PACIFIC STANDARD: There is very little talk about addiction beyond the membership of SAG, and how a national epidemic is being ignored in favor of a War on Drugs—and by regulations that prevent heroin addicts from getting what very few dispute is the world’s best and most efficient treatment. There is only one short-term chemical therapy that actually obviates the wrenching withdrawal symptoms of any opiate. This therapy involves the administration of a therapeutic dose of ibogaine, an alkaloid derivative of a family of plants in Central West Africa that Bwiti worshipers have long used as a visionary sacrament. A dissociative and powerful psychedelic compound, ibogaine induces a dream-state described variously as beatific, clarifying, and terrifying; the after-effects, usually a hazy state of dull relaxation, can last a number of days. In the majority of reported cases in Europe and Africa, cravings disappear once the psychoactive iboga wears off. (You can watch a hamhanded Vice video of white guys imitating the Bwiti ritual here, if you really must.)

In the states, there’s a degree of mystery surrounding the process of ibogaine. This state of affairs is hardly an accident. Most scientists at R1 schools (especially those with a research budget to lose) are uncomfortable speaking publicly about the treatment because to do so is to league oneself with the black sheep of the American scientific community—psychedelic researchers, a culture still stained by the legacy of Timothy Leary’s decades-long LSD boosterism. Even tenured researchers express a certain skittishness when the subject arises. Organizations such as the Multidisciplinary Association for Psychedelic Studies (MAPS) seek to mend this division within the medical community, so far without much luck.

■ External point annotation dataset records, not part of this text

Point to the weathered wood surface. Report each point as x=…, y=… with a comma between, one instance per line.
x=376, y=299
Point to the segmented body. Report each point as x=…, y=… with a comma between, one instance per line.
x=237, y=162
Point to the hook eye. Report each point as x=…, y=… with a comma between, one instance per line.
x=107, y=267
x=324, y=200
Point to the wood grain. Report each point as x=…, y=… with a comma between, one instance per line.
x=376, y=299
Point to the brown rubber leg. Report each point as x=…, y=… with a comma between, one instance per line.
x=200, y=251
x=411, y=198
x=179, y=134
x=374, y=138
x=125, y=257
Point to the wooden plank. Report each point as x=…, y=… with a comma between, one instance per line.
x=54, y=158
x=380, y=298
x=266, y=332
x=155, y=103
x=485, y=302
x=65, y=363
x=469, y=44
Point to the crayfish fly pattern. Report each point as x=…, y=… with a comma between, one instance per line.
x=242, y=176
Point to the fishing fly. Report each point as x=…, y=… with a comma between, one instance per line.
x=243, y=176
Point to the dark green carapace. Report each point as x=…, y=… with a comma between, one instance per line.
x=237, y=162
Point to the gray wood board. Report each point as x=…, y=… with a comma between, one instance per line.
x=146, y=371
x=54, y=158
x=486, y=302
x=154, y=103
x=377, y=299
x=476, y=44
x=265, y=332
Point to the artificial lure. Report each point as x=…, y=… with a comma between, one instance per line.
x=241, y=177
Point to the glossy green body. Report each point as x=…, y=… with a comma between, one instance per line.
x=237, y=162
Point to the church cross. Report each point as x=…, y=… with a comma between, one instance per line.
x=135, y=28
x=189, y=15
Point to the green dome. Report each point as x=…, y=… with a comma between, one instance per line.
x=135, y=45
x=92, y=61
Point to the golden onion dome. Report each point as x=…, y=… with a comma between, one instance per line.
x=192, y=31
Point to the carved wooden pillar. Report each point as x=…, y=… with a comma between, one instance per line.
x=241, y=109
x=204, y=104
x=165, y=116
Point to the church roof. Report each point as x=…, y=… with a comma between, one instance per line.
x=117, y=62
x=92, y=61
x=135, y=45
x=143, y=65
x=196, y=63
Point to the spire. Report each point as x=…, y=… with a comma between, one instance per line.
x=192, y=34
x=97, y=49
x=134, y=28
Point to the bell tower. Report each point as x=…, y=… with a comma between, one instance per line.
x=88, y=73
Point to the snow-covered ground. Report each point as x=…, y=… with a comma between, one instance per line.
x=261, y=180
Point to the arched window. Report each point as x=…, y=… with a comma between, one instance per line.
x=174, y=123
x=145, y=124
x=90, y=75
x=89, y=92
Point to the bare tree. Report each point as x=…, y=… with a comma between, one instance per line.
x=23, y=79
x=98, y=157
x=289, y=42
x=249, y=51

Rick Doblin, who earned a Ph.D. in public policy from Harvard’s Kennedy School and co-founded MAPS, has been a vocal proponent of psychedelic therapy since the mid-1980s and has helped produce recent MAPS studies on ibogaine’s promising curative applications in New Zealand and Mexico. Doblin also self-administered ibogaine in 1985 (video here) and tells me that “[ibogaine] remains one of the most important psychedelic experiences of my life, and one of the most important experiences of any kind. It has unique potential for helping people go through opiate withdrawal.” MORE

PHAWKER: We prefer to remember Mr. Hoffman not as they found him, a lapsed junkie who accidentally killed himself while self-medicating, but as he is in the final minutes of this 20-minute HD reel of outtakes from Paul Thomas Anderson’s masterpiece The Master — hands down Hoffman’s (and, for that matter, Joaquin Phoenix’s) greatest performance — smoking cigarettes with Joaquin and trying unsuccessfully, take after take, not to break up laughing as he utters the words from the script “I like Kools — the minty flavor.” Watching two masters of the artform at the complete and utter mercy of such a harmless and seemingly insignificant word — “minty” — you see their humanity shine through. Because watching someone laugh — not on a director’s cue or the behest of a script but genuinely, and like the rest of us, helplessly — is the closest you will ever get to glimpsing their soul. Goodnight Mr. Hoffman, wherever you are.